The Year of the Dragon

Metropolitan Museum of Art celebrates Chinese New Year

By Jasmine Perry | null null , null

The Metropolitan Museum of Art in New York recently devoted an entire day to celebrate the start of the Year of the Dragon.

On February 4, Chinese New Year festivities came to life in the compelling, thrilling forms of live performances, interactive workshops, and other equally exciting programs. Not only were they enjoyable for children of younger ages, the events were educational for participants of every age, and every background.

The day began with a Sesame Street puppet show. The turnout was so large that a screen was set up in the room next to the stage for those who couldn't fit into the main space to watch the show. Families laughed and clapped along to songs and cheered as their children had the opportunities to showcase their skills in counting to ten in Chinese.
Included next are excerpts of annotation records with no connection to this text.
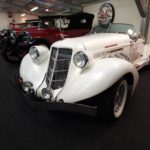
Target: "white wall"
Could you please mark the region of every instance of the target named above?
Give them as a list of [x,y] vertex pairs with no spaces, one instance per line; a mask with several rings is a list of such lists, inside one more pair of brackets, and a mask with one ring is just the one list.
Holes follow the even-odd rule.
[[[140,32],[141,17],[137,9],[136,3],[134,0],[110,0],[110,3],[113,4],[115,8],[115,19],[116,23],[129,23],[133,24],[136,28],[136,31]],[[84,12],[93,13],[95,15],[93,26],[97,25],[97,14],[100,8],[99,4],[93,4],[85,6],[83,8]]]

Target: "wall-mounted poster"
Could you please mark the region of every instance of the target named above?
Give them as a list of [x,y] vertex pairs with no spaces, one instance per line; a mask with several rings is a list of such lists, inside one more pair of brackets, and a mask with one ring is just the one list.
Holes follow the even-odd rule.
[[141,17],[146,16],[149,0],[135,0]]
[[98,22],[99,25],[103,28],[108,28],[109,25],[113,22],[115,16],[115,9],[112,4],[104,3],[100,6],[98,12]]

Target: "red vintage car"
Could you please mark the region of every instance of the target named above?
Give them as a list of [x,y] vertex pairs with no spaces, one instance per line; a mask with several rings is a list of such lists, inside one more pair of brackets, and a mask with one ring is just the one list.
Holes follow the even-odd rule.
[[7,61],[20,62],[33,45],[50,48],[55,41],[87,34],[91,30],[94,15],[81,12],[73,15],[44,16],[39,19],[38,26],[26,26],[24,31],[16,36],[13,44],[8,42],[4,50]]

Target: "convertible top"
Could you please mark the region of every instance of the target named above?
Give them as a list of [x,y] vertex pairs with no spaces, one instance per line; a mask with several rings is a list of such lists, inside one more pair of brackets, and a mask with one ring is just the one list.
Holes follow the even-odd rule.
[[70,20],[69,26],[67,29],[91,29],[94,15],[79,12],[71,15],[52,15],[52,16],[42,16],[39,17],[40,20],[50,20],[50,19],[59,19],[59,18],[66,18]]

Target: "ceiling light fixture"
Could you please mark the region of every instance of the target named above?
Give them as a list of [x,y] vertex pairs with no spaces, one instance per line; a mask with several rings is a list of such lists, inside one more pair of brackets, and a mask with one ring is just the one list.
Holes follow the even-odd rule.
[[30,11],[35,11],[35,10],[37,10],[37,9],[39,9],[39,7],[38,7],[38,6],[33,7]]
[[24,17],[26,14],[21,14],[21,17]]

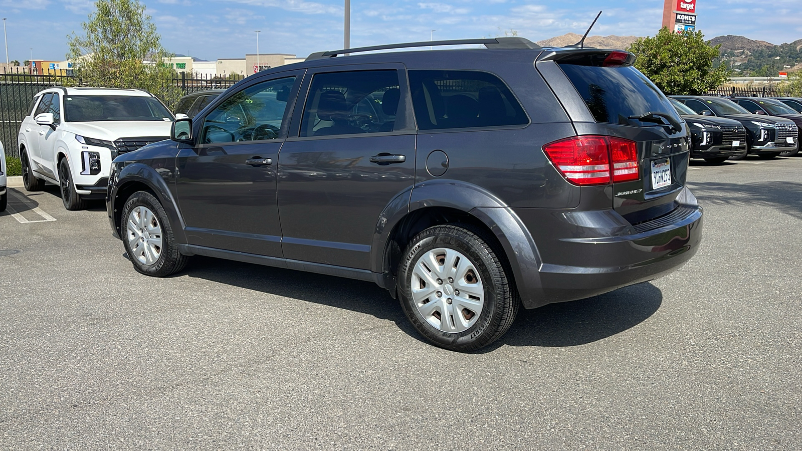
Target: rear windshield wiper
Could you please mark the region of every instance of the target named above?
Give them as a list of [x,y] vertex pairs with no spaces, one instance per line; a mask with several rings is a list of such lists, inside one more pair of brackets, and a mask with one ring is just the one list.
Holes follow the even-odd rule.
[[676,119],[666,113],[649,112],[642,116],[630,116],[626,119],[637,119],[642,122],[654,122],[654,124],[663,124],[663,120],[666,120],[671,125],[671,129],[674,132],[680,132],[683,129],[683,125]]

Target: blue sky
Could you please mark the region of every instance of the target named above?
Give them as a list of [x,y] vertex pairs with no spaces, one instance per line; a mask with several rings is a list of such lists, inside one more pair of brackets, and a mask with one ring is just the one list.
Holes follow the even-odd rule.
[[[706,37],[740,35],[776,44],[802,39],[802,0],[697,0],[697,27]],[[342,47],[342,0],[145,0],[170,51],[203,59],[255,53],[306,56]],[[662,0],[351,0],[351,47],[481,38],[510,29],[537,41],[581,34],[603,10],[591,35],[654,35]],[[8,18],[10,59],[63,60],[67,35],[81,32],[90,0],[0,0]],[[2,59],[2,57],[0,57]]]

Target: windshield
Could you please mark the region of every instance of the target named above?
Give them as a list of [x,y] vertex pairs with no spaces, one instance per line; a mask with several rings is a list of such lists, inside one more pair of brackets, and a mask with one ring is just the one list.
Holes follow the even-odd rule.
[[631,66],[602,67],[570,62],[560,63],[560,67],[597,122],[654,126],[654,122],[638,119],[650,112],[666,114],[682,122],[662,92]]
[[760,104],[761,107],[766,108],[766,111],[771,114],[798,114],[793,108],[780,100],[769,100],[768,99],[764,99],[763,100],[758,100],[757,102]]
[[679,114],[696,114],[696,112],[689,108],[685,104],[676,99],[669,99],[668,101],[671,102],[671,104],[674,105],[674,108],[677,108],[677,112]]
[[103,120],[172,120],[161,102],[140,95],[66,95],[67,122]]
[[706,107],[713,110],[716,116],[729,116],[731,114],[751,114],[746,108],[727,99],[702,100]]

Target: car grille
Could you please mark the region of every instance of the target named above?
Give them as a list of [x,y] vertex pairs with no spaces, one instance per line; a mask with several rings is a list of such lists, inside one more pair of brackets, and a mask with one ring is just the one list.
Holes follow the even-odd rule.
[[747,129],[740,126],[722,127],[721,144],[723,148],[731,147],[732,141],[741,141],[739,147],[747,145]]
[[139,138],[120,138],[114,141],[114,146],[117,148],[117,153],[125,153],[133,152],[140,147],[148,144],[163,141],[169,139],[169,136],[144,136]]
[[774,142],[785,146],[788,145],[786,138],[796,138],[797,135],[799,135],[799,129],[796,124],[778,124],[777,139]]

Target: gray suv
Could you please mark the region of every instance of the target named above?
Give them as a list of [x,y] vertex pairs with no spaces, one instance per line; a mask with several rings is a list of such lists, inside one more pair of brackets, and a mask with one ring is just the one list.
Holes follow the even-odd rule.
[[[364,53],[458,43],[486,48]],[[313,54],[115,159],[111,226],[142,274],[206,255],[372,281],[431,343],[476,350],[520,305],[696,252],[688,129],[634,60],[520,38]]]

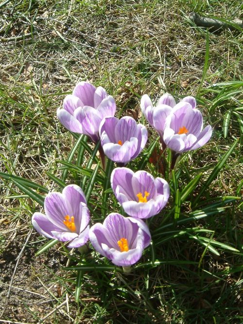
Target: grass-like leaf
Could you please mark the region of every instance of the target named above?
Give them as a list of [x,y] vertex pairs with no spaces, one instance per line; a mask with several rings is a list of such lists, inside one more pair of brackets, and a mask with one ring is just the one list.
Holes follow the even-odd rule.
[[208,178],[208,180],[203,185],[202,188],[201,189],[199,193],[195,198],[195,199],[192,201],[193,205],[195,206],[199,200],[200,198],[202,197],[204,192],[210,187],[210,186],[213,180],[216,178],[218,174],[223,168],[224,165],[225,164],[226,161],[227,159],[230,156],[231,153],[234,151],[235,147],[237,145],[238,143],[238,140],[236,140],[235,143],[231,146],[231,147],[228,149],[227,152],[225,154],[222,159],[218,162],[216,166],[213,170],[211,174]]
[[54,238],[52,238],[52,239],[50,240],[45,244],[42,246],[40,249],[39,249],[38,251],[35,253],[35,256],[38,256],[38,255],[39,255],[42,253],[44,253],[53,245],[56,244],[56,243],[58,242],[58,240],[56,240]]
[[27,179],[25,179],[23,178],[21,178],[20,177],[14,176],[13,174],[0,172],[0,177],[1,177],[4,179],[6,179],[6,180],[14,180],[20,183],[22,183],[23,185],[25,185],[26,187],[28,187],[29,188],[32,188],[33,189],[35,189],[35,190],[39,190],[39,191],[45,193],[46,194],[48,194],[49,192],[48,189],[47,189],[46,188],[45,188],[45,187],[43,187],[40,184],[35,183],[33,181],[28,180]]
[[28,188],[25,185],[23,184],[20,181],[17,181],[16,180],[12,180],[12,181],[15,184],[16,184],[17,187],[23,192],[24,194],[27,195],[30,198],[33,199],[34,200],[38,202],[41,206],[44,206],[44,200],[45,199],[45,197],[37,194],[35,191],[33,191],[32,189]]

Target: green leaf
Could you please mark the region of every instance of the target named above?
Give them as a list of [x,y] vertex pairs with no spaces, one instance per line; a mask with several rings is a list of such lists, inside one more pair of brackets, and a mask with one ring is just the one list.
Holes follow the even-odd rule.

This was the third year the Met hosted a Chinese New Year event in this space. Event coordinator Bonnie Wong said the first couple years "were a bit disorganized, and it was confusing. This year is definitely an improvement from before."

I caught up with Wong in the middle of the day's festivities. We spoke briefly about the most memorable parts of the day. She was glowing with anticipation to see all of the hard work finally pay off.

"Everyone loves the lion," she laughed. "It is just really hard not to. Today, there are just so many great activities. From the past festivals, I know that the kids will enjoy the dragon-making activity. Everyone has the chance to be able to create a part of the dragon and, at the end, all the pieces get put together."

"I'm sure they'll enjoy themselves throughout the entire day," she added. "But personally, I especially love the lion and I love Sesame Street."

Light streamed in from the enormous windows and spotlighted the stage as we made our way through the auditorium. We swerved around wide-eyed children who were leading their parents by the hand and urging them towards the singing Sesame Street puppeteers.

"The atmosphere is great when the kids start jumping up and down and all the adults start singing along, it's just a lot of fun," Wong said. "And it is for adults too, not just for the kids. They can appreciate the galleries, and appreciate the learning experience."

As expected, everyone who attended and participated enjoyed themselves. They left the Met at the end of the day exhausted but satisfied and with new-found knowledge toward Chinese culture.